Una experiencia nocturna que nos dice cómo están cambiando rápida y radicalmente los valores compartidos sobre nuestra sociedad, sobre nuestra economía, sobre nuestra escuela. El mérito declinado en meritocracia ya se ha vuelto un dogma de la nueva religión de nuestro tiempo, o sea la del negocio y el consumo, una religión que en Occidente suplantó al cristianismo y que pronto sustituirá también a las religiones no occidentales. Y como todos los dogmas, se presenta como una realidad primaria que hay que asumir como verdadera, sin ponerla seriamente en discusión, si uno no quiere quedar afuera del credo de la religión. Si no detenemos rápido esta deriva meritocrática, pronto nos encontraremos con clases especiales para niños “discapacitados”, para que los “normales-dotados” puedan estudiar sin molestias, y así tiraremos a la basura dos mil años de cristianismo y siglos de fraternidad civil. Y Heródes habrá vencido.
Pienso en la experiencia de una amiga que es “maestra de apoyo” (expresión éticamente estupenda) en una escuela primaria, que me contaba un episodio con un chico con autismo. Un día les pidió que le cantaran la canción de los siete enanos de Blancanieves cuando van a trabajar. De improviso, toda la clase se puso a marchar con él. Una marcha que fue un don y una ayuda de la clase a ese niño, pero que antes educó a todos los alumnos. Si esos niños van a ser buenos ciudadanos y buenas personas dependerá de la calidad de las clases y de los enseñantes, cierto, pero también, y quizás más, de esos trencitos de amistad que los formarán a la vida laboral y civil, cuya calidad ética dependerá de la capacidad que tengan de ir a trabajar felices como esos siete enanos, con trabajadores diferentes a nosotros pero con los que tenemos que aprender a colaborar.

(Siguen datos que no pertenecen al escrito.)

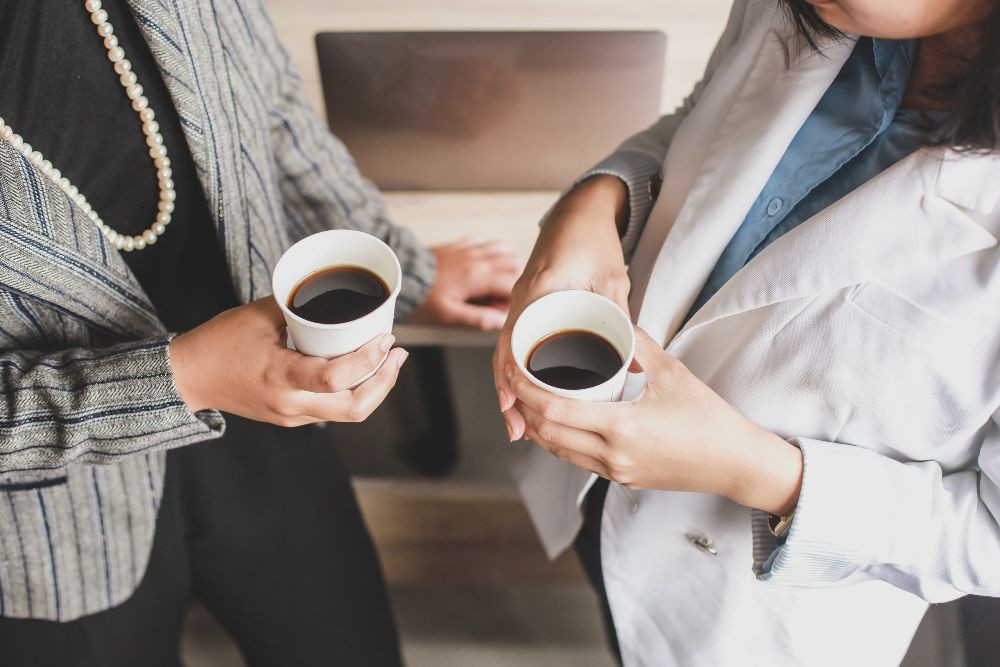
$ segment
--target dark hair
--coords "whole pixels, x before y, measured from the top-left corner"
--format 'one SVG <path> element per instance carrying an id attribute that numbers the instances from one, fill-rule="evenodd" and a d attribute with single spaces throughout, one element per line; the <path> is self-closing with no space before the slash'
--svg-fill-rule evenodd
<path id="1" fill-rule="evenodd" d="M 805 0 L 778 0 L 808 44 L 845 35 L 824 22 Z M 1000 151 L 1000 2 L 978 26 L 980 50 L 965 59 L 962 72 L 934 86 L 930 95 L 946 107 L 945 118 L 920 127 L 928 146 Z"/>

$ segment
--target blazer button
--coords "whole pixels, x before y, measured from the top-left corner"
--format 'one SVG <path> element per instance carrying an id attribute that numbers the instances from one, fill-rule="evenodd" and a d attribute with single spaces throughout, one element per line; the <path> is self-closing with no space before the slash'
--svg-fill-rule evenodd
<path id="1" fill-rule="evenodd" d="M 715 542 L 708 539 L 704 535 L 694 535 L 692 533 L 688 533 L 685 537 L 687 537 L 688 542 L 693 544 L 694 547 L 703 554 L 707 554 L 709 556 L 719 555 L 719 550 L 715 548 Z"/>

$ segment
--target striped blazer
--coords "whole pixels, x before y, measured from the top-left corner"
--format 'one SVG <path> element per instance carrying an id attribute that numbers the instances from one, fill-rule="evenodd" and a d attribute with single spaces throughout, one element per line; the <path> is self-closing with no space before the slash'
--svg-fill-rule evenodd
<path id="1" fill-rule="evenodd" d="M 289 244 L 343 227 L 399 255 L 401 314 L 421 302 L 433 256 L 390 223 L 308 107 L 260 0 L 129 5 L 179 112 L 239 298 L 270 293 Z M 168 341 L 114 247 L 0 141 L 0 615 L 67 621 L 135 590 L 165 450 L 224 428 L 218 413 L 186 409 Z"/>

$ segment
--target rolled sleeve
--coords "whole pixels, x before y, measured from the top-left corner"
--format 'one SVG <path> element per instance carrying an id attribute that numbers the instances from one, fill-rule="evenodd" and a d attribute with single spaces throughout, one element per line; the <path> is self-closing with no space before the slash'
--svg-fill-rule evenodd
<path id="1" fill-rule="evenodd" d="M 754 513 L 759 579 L 803 587 L 882 580 L 928 602 L 1000 595 L 1000 410 L 980 433 L 977 464 L 953 471 L 791 440 L 802 450 L 802 490 L 783 543 L 759 530 L 766 515 Z"/>
<path id="2" fill-rule="evenodd" d="M 755 556 L 769 552 L 755 563 L 761 581 L 792 586 L 843 581 L 870 566 L 878 569 L 901 530 L 919 532 L 912 525 L 914 505 L 926 494 L 910 488 L 923 477 L 913 474 L 915 464 L 864 447 L 807 438 L 790 442 L 802 450 L 802 488 L 783 540 L 767 530 L 767 514 L 755 513 Z M 873 577 L 894 578 L 871 573 L 863 578 Z"/>
<path id="3" fill-rule="evenodd" d="M 737 0 L 733 3 L 726 29 L 712 51 L 705 75 L 684 102 L 673 113 L 661 116 L 649 128 L 626 139 L 614 153 L 594 165 L 569 188 L 572 189 L 598 174 L 616 176 L 625 183 L 629 194 L 629 219 L 621 241 L 626 263 L 631 261 L 632 253 L 639 243 L 639 237 L 653 209 L 654 201 L 649 196 L 649 181 L 662 173 L 664 159 L 677 129 L 694 109 L 725 54 L 739 40 L 747 4 L 746 0 Z"/>
<path id="4" fill-rule="evenodd" d="M 0 354 L 0 473 L 113 463 L 222 435 L 192 413 L 170 365 L 170 337 L 61 352 Z"/>
<path id="5" fill-rule="evenodd" d="M 809 439 L 792 441 L 802 450 L 802 489 L 787 538 L 766 530 L 767 515 L 755 516 L 765 530 L 757 540 L 773 540 L 759 565 L 762 581 L 792 585 L 840 581 L 871 560 L 884 531 L 872 520 L 873 508 L 892 506 L 885 466 L 900 465 L 862 447 Z M 762 534 L 762 533 L 766 533 Z M 758 547 L 758 545 L 755 545 Z"/>
<path id="6" fill-rule="evenodd" d="M 406 234 L 407 240 L 397 239 L 390 244 L 403 268 L 403 286 L 396 300 L 396 317 L 402 319 L 413 313 L 427 299 L 437 277 L 437 257 L 421 246 L 408 230 L 395 227 L 396 235 Z"/>

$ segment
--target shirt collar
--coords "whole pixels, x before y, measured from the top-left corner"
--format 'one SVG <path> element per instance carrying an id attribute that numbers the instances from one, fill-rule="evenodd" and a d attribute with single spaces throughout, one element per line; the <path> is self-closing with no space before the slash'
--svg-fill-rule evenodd
<path id="1" fill-rule="evenodd" d="M 875 55 L 875 71 L 879 78 L 909 79 L 910 68 L 913 66 L 913 54 L 916 50 L 915 39 L 882 39 L 871 38 L 871 48 Z"/>
<path id="2" fill-rule="evenodd" d="M 910 80 L 913 55 L 917 42 L 914 39 L 881 39 L 862 37 L 857 49 L 871 49 L 869 67 L 874 69 L 878 80 L 878 96 L 882 108 L 882 122 L 878 133 L 891 123 L 903 102 L 906 86 Z M 864 58 L 864 60 L 868 60 Z"/>

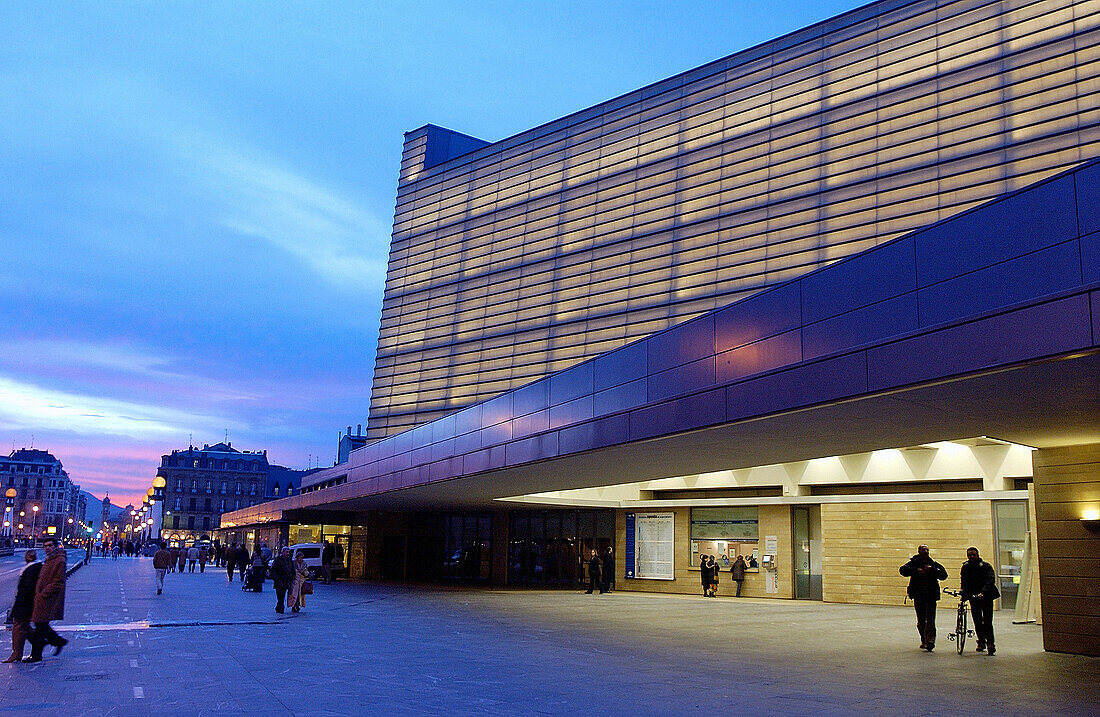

Entre las cosas más inquietantes de 1984, la novela de George Orwell, está el cambio de nombres de los ministerios del nuevo estado de Oceanía, entre ellos el “Ministerio del Amor” y el “Ministerio de la Verdad”. Los imperios cambian los nombres como le gustaría hacer a la magia, que cree que cambia la realidad manipulando sus palabras. Pero gracias a Dios, fuera de los cuentos, las cavernas no se abren diciendo “¡Ábrete sésamo!”. Se necesita mucho más.